Cet article vous est présenté par Canal+, qui a diffusé le documentaire EXODE ce mercredi 5 octobre 2016 à 20H55. Cliquez ici pour plus d’informations.

Un bateau renversé sur une mer jonchée de corps et de débris, un enfant noyé sur une plage, un campement improvisé évacué au petit matin, un groupe d’individus pourchassé par des hommes en armures sur la rocade de Calais. Dans le fond, chez qui ces images continuent-elles de susciter de l’émotion ? À force d’horreur, notre référentiel se déplace tristement jusqu’à trouver ces situations banales.
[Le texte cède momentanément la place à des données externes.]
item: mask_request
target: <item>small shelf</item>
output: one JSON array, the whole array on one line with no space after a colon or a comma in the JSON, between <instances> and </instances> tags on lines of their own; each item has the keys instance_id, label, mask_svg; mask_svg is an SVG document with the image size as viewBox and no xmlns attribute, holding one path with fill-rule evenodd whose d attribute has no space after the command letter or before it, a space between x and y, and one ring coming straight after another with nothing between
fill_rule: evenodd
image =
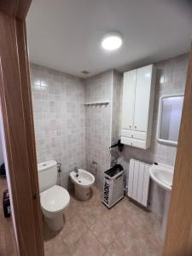
<instances>
[{"instance_id":1,"label":"small shelf","mask_svg":"<svg viewBox=\"0 0 192 256\"><path fill-rule=\"evenodd\" d=\"M108 105L109 104L109 102L108 101L103 101L103 102L85 102L84 103L84 106L102 106L102 105Z\"/></svg>"}]
</instances>

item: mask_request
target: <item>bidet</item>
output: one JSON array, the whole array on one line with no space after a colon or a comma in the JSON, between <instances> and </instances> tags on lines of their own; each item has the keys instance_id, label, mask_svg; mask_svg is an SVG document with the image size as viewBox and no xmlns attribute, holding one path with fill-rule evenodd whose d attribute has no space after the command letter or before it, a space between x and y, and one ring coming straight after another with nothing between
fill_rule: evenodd
<instances>
[{"instance_id":1,"label":"bidet","mask_svg":"<svg viewBox=\"0 0 192 256\"><path fill-rule=\"evenodd\" d=\"M95 177L83 169L78 169L78 173L76 170L73 171L69 175L74 184L77 198L80 201L88 200L90 196L90 187L95 183Z\"/></svg>"}]
</instances>

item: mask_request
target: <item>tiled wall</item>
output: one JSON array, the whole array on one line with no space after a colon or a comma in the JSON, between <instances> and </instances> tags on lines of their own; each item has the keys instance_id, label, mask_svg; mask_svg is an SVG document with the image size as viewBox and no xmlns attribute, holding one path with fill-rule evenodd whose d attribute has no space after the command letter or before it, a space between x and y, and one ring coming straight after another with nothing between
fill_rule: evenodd
<instances>
[{"instance_id":1,"label":"tiled wall","mask_svg":"<svg viewBox=\"0 0 192 256\"><path fill-rule=\"evenodd\" d=\"M86 102L109 102L107 106L89 106L85 110L86 168L93 172L100 188L102 173L110 167L112 79L113 73L108 71L85 80ZM91 166L93 160L97 163L96 168Z\"/></svg>"},{"instance_id":2,"label":"tiled wall","mask_svg":"<svg viewBox=\"0 0 192 256\"><path fill-rule=\"evenodd\" d=\"M84 85L76 77L31 65L38 162L61 163L63 185L74 166L85 168Z\"/></svg>"},{"instance_id":3,"label":"tiled wall","mask_svg":"<svg viewBox=\"0 0 192 256\"><path fill-rule=\"evenodd\" d=\"M128 169L129 160L135 158L147 163L160 162L174 166L177 147L160 144L156 140L159 99L163 95L184 92L188 55L183 55L155 64L157 67L154 113L151 147L139 149L125 146L119 161ZM152 183L150 203L153 212L162 215L164 190Z\"/></svg>"},{"instance_id":4,"label":"tiled wall","mask_svg":"<svg viewBox=\"0 0 192 256\"><path fill-rule=\"evenodd\" d=\"M128 169L131 158L148 163L174 165L177 148L156 141L159 98L184 91L188 55L155 64L156 92L151 147L125 146L119 162ZM63 184L75 166L92 172L100 188L102 173L110 167L109 146L119 137L122 74L111 70L82 80L32 64L32 102L38 161L55 159L62 163ZM109 101L107 107L84 107L85 102ZM97 166L91 162L95 160ZM97 167L97 171L96 168ZM151 208L161 215L164 193L152 183Z\"/></svg>"}]
</instances>

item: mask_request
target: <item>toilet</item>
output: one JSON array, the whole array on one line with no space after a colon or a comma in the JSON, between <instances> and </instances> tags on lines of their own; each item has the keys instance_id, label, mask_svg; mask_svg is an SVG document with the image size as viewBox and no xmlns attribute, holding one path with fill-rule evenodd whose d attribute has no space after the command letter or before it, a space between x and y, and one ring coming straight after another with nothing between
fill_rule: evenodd
<instances>
[{"instance_id":1,"label":"toilet","mask_svg":"<svg viewBox=\"0 0 192 256\"><path fill-rule=\"evenodd\" d=\"M49 160L38 165L41 209L45 222L53 231L58 231L64 225L63 214L70 195L63 187L56 185L57 163Z\"/></svg>"}]
</instances>

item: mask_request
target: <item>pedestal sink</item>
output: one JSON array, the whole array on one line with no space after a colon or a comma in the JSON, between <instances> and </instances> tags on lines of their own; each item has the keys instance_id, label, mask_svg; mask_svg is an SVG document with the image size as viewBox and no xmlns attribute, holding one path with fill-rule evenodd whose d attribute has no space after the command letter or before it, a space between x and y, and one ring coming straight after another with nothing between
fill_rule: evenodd
<instances>
[{"instance_id":1,"label":"pedestal sink","mask_svg":"<svg viewBox=\"0 0 192 256\"><path fill-rule=\"evenodd\" d=\"M174 167L163 164L154 164L149 168L149 175L151 179L159 186L165 189L165 204L162 219L162 235L165 236L167 216L169 211L171 191L172 187L172 178Z\"/></svg>"},{"instance_id":2,"label":"pedestal sink","mask_svg":"<svg viewBox=\"0 0 192 256\"><path fill-rule=\"evenodd\" d=\"M149 168L150 177L166 190L171 191L172 186L173 166L154 164Z\"/></svg>"}]
</instances>

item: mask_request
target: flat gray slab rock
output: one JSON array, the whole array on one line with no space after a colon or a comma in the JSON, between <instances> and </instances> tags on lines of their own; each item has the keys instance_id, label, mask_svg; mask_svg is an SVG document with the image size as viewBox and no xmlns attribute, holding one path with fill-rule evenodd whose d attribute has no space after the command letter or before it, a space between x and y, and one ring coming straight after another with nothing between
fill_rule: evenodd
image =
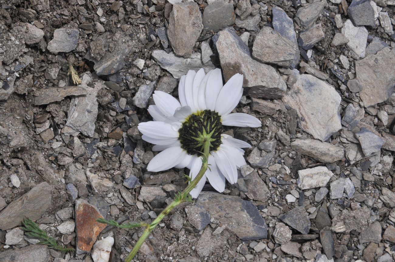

Ce qui est nommé « crise migratoire », comme pour nous convaincre qu’il ne s’agirait en fait qu’un mauvais moment de l’Histoire, resurgit régulièrement sur nos écrans. Cependant, des épisodes d’afflux migratoires massifs ont déjà eu lieu par le passé. Au plus fort de la guerre entre la Bosnie et la Serbie en 1992, près de 630 000 dossiers de demandes d’asile avaient été déposés en Europe. En 2015, de sources gouvernementales, l’Allemagne a recueilli 1,09 million de demandes d’asiles ; la France, 80 075.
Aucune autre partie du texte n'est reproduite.